Humo blanco para la firma del primer tratado de desarme nuclear entre las dos potencias.


Los negociadores eran soviéticos y norteamericanos, la champaña francesa, y el país huesped, Suiza. Sin embargo, la sensación de felicidad era, supuestamente, universal cuando el pasado 24 de noviembre las dos superpotencias ultimaron en Ginebra los detalles sobre el primer tratado de desarme nuclear en lo que va de esta década. Al cabo de incontables reuniones y largas jornadas de trabajo, el humo blanco se produjo el martes en la noche cuando, levantando sus copas, el ministro soviético Eduard Shevardnadze y el secretario de Estado norteamericano, George Shultz, dejaron listos los términos de un tratado que puede terminar siendo definitivo para el futuro de la humanidad.

En ese pacto, de más de 200 páginas, que será firmado el próximo 7 de diciembre en Washington cuando se encuentren por tercera vez Ronald Reagan, presidente norteamericano, y Mikhail Gorbachov, premier soviético.
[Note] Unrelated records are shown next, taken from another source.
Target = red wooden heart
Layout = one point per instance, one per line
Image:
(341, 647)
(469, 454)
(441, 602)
De un plumazo, ambos líderes estarán eliminando los misiles de corto y mediano alcance (entre 500 y 5 mil kilómetros de recorrido máximo) que están colocados hoy en suelo europeo y asiático. En total, los expertos estiman (la cifra exacta no se conoce) que los norteamericanos destruirán 436 proyectiles tipo Pershing y Crucero (incluyendo 72 propiedad de Alemania Federal), que poseen un número igual de cabezas nucleares, mientras que los soviéticos terminarán con cerca de 730 misiles de las clases SS-4, SS-12, SS-20 y SS-23, cargados con más de 1.600 ojivas. El arsenal, que equivale apenas al 3% del poder total de fuego de cada superpotencia es, en todo caso, suficiente para destruir varias veces las principales capitales de Oriente y Occidente.

No obstante, aunque lo obtenido puede parecer pequeño si se le compara con lo que falta, los términos del acuerdo sellado en Ginebra la semana pasada son realmente muy importantes. En primer lugar, está el hecho que prueba que, una vez más, los canales de comunicación entre las superpotencias están sintonizados en la misma frecuencia, en términos de desarme.
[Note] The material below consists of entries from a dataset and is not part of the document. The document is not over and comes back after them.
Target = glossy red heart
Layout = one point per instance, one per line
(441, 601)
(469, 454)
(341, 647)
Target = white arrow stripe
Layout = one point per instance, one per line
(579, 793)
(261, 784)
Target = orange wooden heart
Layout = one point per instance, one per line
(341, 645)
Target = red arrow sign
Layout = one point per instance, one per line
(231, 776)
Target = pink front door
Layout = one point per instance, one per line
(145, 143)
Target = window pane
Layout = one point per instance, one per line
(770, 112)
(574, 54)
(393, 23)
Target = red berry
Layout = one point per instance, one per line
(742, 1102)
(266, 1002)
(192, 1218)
Desde el Tratado Salt II firmado en 1979 no se había tenido un avance significativo en la materia y, por el contrario, la carrera armamentista había tomado un fuerte ritmo.

Afortunadamente, con la llegada de Gorbachov al Kremlin y la "suavización" de Reagan en la Casa Blanca, las cosas empezaron a verse diferentes. A una cumbre inicial, escenificada hace dos años en Ginebra, siguió una segunda en Reykhiavik (Islandia), en donde el tema central fue el desarme nuclear. Aunque en esta última no hubo resultados concretos, el tema de un tratado quedo flotando en el ambiente y a mediados de este año, se presentaron por fin las condiciones propicias para que ya se pudiera hablar de un final feliz.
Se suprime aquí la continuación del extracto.